Econometrics in Python part III - Estimating heterogeneous treatment effects using random forests


Arthur Turrell


March 28, 2018

The third in a series of posts covering econometrics in Python. Here I look at ‘causal forests’.

As I mentioned in a previous post, there are methods at the intersection of machine learning and econometrics which are really exciting. Susan Athey is very active in this space and has written a number of papers, including a review article of where the cross-over between economics and computer science is headed. In this post, I’m going to look at recreating an example from her paper, ‘Estimation and inference of heterogeneous treatment effects using random forests’ (Wager & Athey, 2017).

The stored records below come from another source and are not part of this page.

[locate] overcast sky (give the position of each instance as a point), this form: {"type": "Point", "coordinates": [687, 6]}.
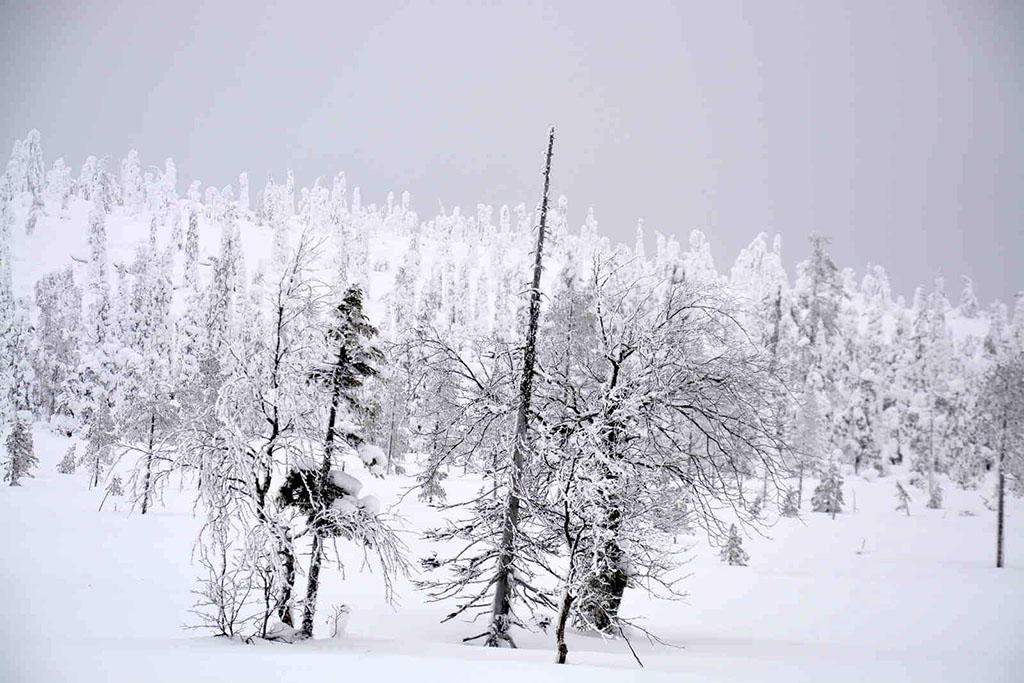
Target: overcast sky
{"type": "Point", "coordinates": [893, 127]}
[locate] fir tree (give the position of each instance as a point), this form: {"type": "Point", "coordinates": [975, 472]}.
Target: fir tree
{"type": "Point", "coordinates": [791, 504]}
{"type": "Point", "coordinates": [902, 499]}
{"type": "Point", "coordinates": [828, 494]}
{"type": "Point", "coordinates": [67, 464]}
{"type": "Point", "coordinates": [20, 458]}
{"type": "Point", "coordinates": [732, 552]}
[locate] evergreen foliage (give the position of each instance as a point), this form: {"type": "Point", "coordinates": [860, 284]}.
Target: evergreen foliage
{"type": "Point", "coordinates": [732, 552]}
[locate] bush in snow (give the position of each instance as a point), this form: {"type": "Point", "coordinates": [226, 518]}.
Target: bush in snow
{"type": "Point", "coordinates": [67, 464]}
{"type": "Point", "coordinates": [828, 494]}
{"type": "Point", "coordinates": [732, 551]}
{"type": "Point", "coordinates": [20, 458]}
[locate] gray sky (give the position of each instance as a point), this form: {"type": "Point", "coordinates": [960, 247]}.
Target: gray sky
{"type": "Point", "coordinates": [893, 127]}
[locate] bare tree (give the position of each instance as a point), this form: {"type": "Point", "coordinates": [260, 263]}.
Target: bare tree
{"type": "Point", "coordinates": [1001, 418]}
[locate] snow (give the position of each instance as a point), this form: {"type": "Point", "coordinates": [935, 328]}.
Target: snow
{"type": "Point", "coordinates": [346, 482]}
{"type": "Point", "coordinates": [871, 595]}
{"type": "Point", "coordinates": [371, 455]}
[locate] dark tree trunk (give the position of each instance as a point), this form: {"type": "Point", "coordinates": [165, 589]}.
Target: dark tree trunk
{"type": "Point", "coordinates": [312, 586]}
{"type": "Point", "coordinates": [147, 480]}
{"type": "Point", "coordinates": [563, 617]}
{"type": "Point", "coordinates": [499, 631]}
{"type": "Point", "coordinates": [1000, 494]}
{"type": "Point", "coordinates": [312, 582]}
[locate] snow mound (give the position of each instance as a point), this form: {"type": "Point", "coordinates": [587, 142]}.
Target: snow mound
{"type": "Point", "coordinates": [346, 482]}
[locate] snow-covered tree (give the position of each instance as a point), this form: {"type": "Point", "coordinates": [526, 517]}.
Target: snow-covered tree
{"type": "Point", "coordinates": [732, 551]}
{"type": "Point", "coordinates": [20, 458]}
{"type": "Point", "coordinates": [68, 463]}
{"type": "Point", "coordinates": [325, 494]}
{"type": "Point", "coordinates": [1000, 412]}
{"type": "Point", "coordinates": [828, 494]}
{"type": "Point", "coordinates": [902, 499]}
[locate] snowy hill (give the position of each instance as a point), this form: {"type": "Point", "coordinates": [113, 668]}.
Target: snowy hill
{"type": "Point", "coordinates": [873, 594]}
{"type": "Point", "coordinates": [229, 406]}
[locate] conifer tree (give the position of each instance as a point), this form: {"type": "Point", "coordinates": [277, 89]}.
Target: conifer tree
{"type": "Point", "coordinates": [67, 464]}
{"type": "Point", "coordinates": [1000, 413]}
{"type": "Point", "coordinates": [322, 493]}
{"type": "Point", "coordinates": [902, 499]}
{"type": "Point", "coordinates": [828, 494]}
{"type": "Point", "coordinates": [20, 458]}
{"type": "Point", "coordinates": [732, 552]}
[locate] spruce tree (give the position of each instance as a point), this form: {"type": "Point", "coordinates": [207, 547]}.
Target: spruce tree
{"type": "Point", "coordinates": [828, 494]}
{"type": "Point", "coordinates": [67, 464]}
{"type": "Point", "coordinates": [732, 552]}
{"type": "Point", "coordinates": [20, 458]}
{"type": "Point", "coordinates": [902, 499]}
{"type": "Point", "coordinates": [353, 359]}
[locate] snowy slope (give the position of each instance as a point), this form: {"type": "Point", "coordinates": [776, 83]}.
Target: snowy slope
{"type": "Point", "coordinates": [871, 595]}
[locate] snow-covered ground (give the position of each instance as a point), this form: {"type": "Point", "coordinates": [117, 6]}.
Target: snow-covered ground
{"type": "Point", "coordinates": [872, 595]}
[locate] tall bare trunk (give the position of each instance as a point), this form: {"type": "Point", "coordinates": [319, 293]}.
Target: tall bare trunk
{"type": "Point", "coordinates": [563, 617]}
{"type": "Point", "coordinates": [1000, 494]}
{"type": "Point", "coordinates": [503, 589]}
{"type": "Point", "coordinates": [147, 480]}
{"type": "Point", "coordinates": [315, 557]}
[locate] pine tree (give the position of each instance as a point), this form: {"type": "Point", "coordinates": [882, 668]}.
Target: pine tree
{"type": "Point", "coordinates": [791, 504]}
{"type": "Point", "coordinates": [1000, 417]}
{"type": "Point", "coordinates": [902, 499]}
{"type": "Point", "coordinates": [828, 494]}
{"type": "Point", "coordinates": [351, 363]}
{"type": "Point", "coordinates": [67, 464]}
{"type": "Point", "coordinates": [500, 617]}
{"type": "Point", "coordinates": [732, 552]}
{"type": "Point", "coordinates": [20, 458]}
{"type": "Point", "coordinates": [34, 179]}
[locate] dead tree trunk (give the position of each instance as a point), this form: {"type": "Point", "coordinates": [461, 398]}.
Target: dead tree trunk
{"type": "Point", "coordinates": [312, 581]}
{"type": "Point", "coordinates": [1000, 496]}
{"type": "Point", "coordinates": [147, 479]}
{"type": "Point", "coordinates": [563, 617]}
{"type": "Point", "coordinates": [499, 630]}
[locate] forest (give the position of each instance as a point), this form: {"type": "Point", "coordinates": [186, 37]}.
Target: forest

The paper is a recipe for doing non-parametric causal estimation of heterogeneous treatment effects. Imagine a natural experiment with people who are different according to a set of covariates \(X_i\), and who are assigned a treatment \(W_i \in \{0,1\}\). The response is \(Y_i \in \mathbb{R}\), giving \((X_i,W_i,Y_i)\) for each observation. Then the treatment effect, given by

\[ \tau(x) = \mathbb{E}\left[Y^{(1)}-Y^{(0)} | X = x\right] \] can be estimated using a random forest, where the observed response \(Y^{(h)}\) is labelled for either the treatment case (\(h=1\)) or the no treatment case (\(h=0\)).

What is especially nice about Wager and Athey’s approach is that it employs the power of classification and regression trees but provides point estimates of the treatment effect that are pointwise consistent and satisfy,

\[ \frac{\hat{\tau}(x) - \tau(x)}{\sqrt{\text{Var}(\hat{\tau}(x))}} \longrightarrow \mathcal{N}(0,1) \]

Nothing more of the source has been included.